LINQ GroupBy confusion

LINQ GroupBy confusion - c#

I have
var result = (from rev in Revisions
join usr in Users on rev.UserID equals usr.ID
join clc in ChangedLinesCounts on rev.Revision equals clc.Revision
select new {rev.Revision,
rev.Date, usr.UserName, usr.ID, clc.LinesCount}).Take(6);
I make a couple of joins on different tables, not relevant for this question what keys are, but at the end of this query my result "table" contains
{Revision, Date, UserName, ID, LinesCount}
Now I execute e GroupBy in order to calculate a total lines count per user.
So..
from row in result group row by row.ID into g {1}
select new {
g.Key,
totalCount = g.Sum(count=>count.LinesCount)
};
So I get a Key=ID, and totalCount=Sum, but
Confusion
I would like to have also other fields in final result.
In my understanding "table" after {1} grouping query consist of
{Revision, Date, UserName, ID, LinesCount, TotalCount}
If my assumption is correct, why I can not do something like this:
from row in result group row by row.ID into g {1}
select new {
g.Key,
g.Revision //Revision doesn't exist ! Why ??
totalCount = g.Sum(count=>count.LinesCount)
};
but
from row in result group row by row.ID into g {1}
select new {
g.Key,
Revision = g.Select(x=>x.Revision), //Works !
totalCount = g.Sum(count=>count.LinesCount)
};
Works !, but imo, sucks, cause I execute another Select.
Infact looking on LinqPad SQL output I get 2 SQL queries.
Question
Is there any elegant and optimal way to do this, or I always need to run Select
on groupped data, in order to be able to access the fields, that exists ?

The problem is, that you only group by ID - if you'd do that in SQL, you couldn't access the other fields either...
To have the other fields as well, you have to include them in you group clause:
from row in result group row by new { row.ID, row.Revision } into g
select new {
g.Key.ID,
g.Key.Revision
totalCount = g.Sum(count=>count.LinesCount)
};

The problem here is your output logically looks something like this:
Key = 1
Id = 1, Revision = 3587, UserName = Bob, LinesCount = 34, TotalCount = 45
Id = 1, Revision = 3588, UserName = Joe, LinesCount = 64, TotalCount = 54
Id = 1, Revision = 3589, UserName = Jim, LinesCount = 37, TotalCount = 26
Key = 2
Id = 2, Revision = 3587, UserName = Bob, LinesCount = 34, TotalCount = 45
Id = 2, Revision = 3588, UserName = Joe, LinesCount = 64, TotalCount = 54
Id = 2, Revision = 3589, UserName = Jim, LinesCount = 37, TotalCount = 26
Much like if you were to perform a an SQL GROUP BY, an value is either part of the key and thus unique per group, or is in the details and thus is repeated multiple times and possibly different for each row.
Now, logically, it might be that Revision and UserName are unique for each Id but Linq has no way to know that (the same as SQL has no way to know that).
To solve this you'll need to some how specify which revision you want.

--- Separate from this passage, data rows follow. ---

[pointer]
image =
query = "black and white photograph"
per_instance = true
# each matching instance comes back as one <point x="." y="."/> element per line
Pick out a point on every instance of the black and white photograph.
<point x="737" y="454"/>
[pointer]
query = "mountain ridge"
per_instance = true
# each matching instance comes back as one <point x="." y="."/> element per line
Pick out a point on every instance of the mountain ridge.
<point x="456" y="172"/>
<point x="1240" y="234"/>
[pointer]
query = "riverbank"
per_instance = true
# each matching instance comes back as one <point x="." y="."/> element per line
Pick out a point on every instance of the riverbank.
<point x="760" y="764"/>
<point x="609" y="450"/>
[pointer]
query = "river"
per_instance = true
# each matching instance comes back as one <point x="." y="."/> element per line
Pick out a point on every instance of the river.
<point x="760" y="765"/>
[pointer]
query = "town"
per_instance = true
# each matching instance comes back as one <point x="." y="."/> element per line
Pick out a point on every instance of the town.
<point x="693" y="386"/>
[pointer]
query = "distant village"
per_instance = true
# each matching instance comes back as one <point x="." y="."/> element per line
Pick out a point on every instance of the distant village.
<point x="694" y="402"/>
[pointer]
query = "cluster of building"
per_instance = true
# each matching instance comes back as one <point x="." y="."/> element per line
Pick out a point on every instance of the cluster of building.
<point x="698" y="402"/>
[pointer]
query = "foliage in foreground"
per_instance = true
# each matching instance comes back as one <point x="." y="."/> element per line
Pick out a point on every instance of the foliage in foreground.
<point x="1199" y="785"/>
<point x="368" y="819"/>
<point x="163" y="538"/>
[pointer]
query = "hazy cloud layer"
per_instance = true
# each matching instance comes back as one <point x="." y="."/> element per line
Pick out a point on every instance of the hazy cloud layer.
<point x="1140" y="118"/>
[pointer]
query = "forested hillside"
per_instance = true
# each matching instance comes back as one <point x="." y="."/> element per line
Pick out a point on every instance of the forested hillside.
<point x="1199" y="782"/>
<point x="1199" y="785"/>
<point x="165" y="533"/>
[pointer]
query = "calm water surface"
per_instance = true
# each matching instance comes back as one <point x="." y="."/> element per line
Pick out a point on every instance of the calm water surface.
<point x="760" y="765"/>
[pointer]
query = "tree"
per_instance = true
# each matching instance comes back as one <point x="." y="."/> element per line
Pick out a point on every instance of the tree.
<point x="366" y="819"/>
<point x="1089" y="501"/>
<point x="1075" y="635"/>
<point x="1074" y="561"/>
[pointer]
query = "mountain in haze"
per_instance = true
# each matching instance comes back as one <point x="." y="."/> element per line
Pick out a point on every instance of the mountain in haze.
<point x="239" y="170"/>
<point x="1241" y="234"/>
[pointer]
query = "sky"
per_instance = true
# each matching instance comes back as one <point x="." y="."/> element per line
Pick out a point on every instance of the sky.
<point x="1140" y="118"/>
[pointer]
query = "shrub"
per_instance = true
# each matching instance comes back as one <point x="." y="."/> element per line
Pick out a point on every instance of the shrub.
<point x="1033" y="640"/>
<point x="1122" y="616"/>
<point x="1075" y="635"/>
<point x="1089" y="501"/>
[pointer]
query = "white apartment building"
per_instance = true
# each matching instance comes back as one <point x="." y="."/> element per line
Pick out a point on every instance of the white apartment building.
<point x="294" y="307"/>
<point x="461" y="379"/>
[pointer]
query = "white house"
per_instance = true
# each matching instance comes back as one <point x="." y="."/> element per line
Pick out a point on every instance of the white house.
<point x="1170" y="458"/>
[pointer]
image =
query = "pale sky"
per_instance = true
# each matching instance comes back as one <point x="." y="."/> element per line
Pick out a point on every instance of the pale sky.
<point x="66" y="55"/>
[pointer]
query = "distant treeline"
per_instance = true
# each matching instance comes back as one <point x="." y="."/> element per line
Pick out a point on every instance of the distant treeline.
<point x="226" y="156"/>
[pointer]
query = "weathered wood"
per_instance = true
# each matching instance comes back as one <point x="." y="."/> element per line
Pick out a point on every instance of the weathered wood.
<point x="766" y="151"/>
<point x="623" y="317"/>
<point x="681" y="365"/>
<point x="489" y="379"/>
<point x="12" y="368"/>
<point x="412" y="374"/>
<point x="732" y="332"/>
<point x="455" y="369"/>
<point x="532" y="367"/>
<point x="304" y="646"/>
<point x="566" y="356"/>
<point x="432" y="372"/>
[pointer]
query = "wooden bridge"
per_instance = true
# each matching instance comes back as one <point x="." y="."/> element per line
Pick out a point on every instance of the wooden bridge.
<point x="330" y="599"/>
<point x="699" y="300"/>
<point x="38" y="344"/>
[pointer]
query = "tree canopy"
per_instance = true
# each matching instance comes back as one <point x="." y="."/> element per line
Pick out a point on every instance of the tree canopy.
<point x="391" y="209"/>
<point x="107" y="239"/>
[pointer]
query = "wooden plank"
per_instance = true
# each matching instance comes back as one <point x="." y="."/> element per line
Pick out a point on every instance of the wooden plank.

For instance:
Revision = g.FirstOrDefault(x => x.Revision)
To avoid the multiple SQL problem you would need to use an aggregate function that can be translated in to SQL since most SQL dialects do not have a first operator (the result set is considered unordered so technically no item is "first").
Revision = g.Min(x => x.Revision)
Revision = g.Max(x => x.Revision)
Unfortunately Linq does not have a min/max operator for strings, so although the SQL might support this, Linq does not.
In this case you can produce an intermediate result set for the Id and totals, then join this back to the original set to get the details, eg:
from d in items
join t in (
from t in items
group by t.Id into g
select new { Id = g.Key, Total = g.Sum(x => x.LineCount) }
) on d.Id equals t.Id
select new { Id = d.Id, Revision = d.Revision, Total = t.Total }

Revision doesn't exist in your second example because it's not a member of IGrouping<T>, in IGrouping<T> you have a Key property, and it's also an IEnumerable<T> for all the rows grouped together. Thus each of those rows has a Revision, but there is no Revision for the grouping itself.
If the Revision will be the same for all rows with the same ID, you could use FirstOrDefault() so that the select nets at most one answer:
from row in result group row by row.ID into g {1}
select new {
g.Key,
Revision = g.Select(x=>x.Revision).FirstOrDefault(),
totalCount = g.Sum(count=>count.LinesCount)
};
If the Revision is not unique per ID, though, you'd want to use an anonymous type as #Tobias suggests for the grouping, then you will get a grouping based on ID and Revision.

Related

SQL to LINQ duplicated group count

I am converting a SQL result to LINQ.
The SQL is simple:
select NAME, DESC, count(*) total from dbo.TBL_ITEM_BY_PROVIDER p
inner join dbo.TBL_TYPE_PROVIDER tp on tp.id = p.provider_id
group by NAME, DESC SORT_ORDER
order by SORT_ORDER
The output is simple:
NAME DESC Count(*)
CSD Census and Statistics 5
LandsD Lands Department 52
PlandD Planning Department 29
My LINQ:
from p in data.TBL_ITEM_BY_PROVIDERs
join tp in data.TBL_TYPE_PROVIDERs on p.PROVIDER_ID equals tp.ID
group new { p, tp } by new { tp.NAME, tp.DESC } into provider
orderby (provider.Key.NAME)
select new {
provider.Key.NAME,
provider.Key.DESC,
count = (from pp in provider select pp.tp.NAME.ToList().Count())
};
and the output is a duplicated count array: [5,5,5,5,5]
0:{NAME: "CSD", DESC: "Census and Statistics", count: [5, 5, 5, 5, 5]}
1:{NAME: "LandsD", DESC: "Lands Department", count: [52, 52, 52, 52...]}
2:{NAME: "PlandD", DESC: "Planning Department", count: [29, 29, 29, 29...]}
How to properly write a group statement like SQL?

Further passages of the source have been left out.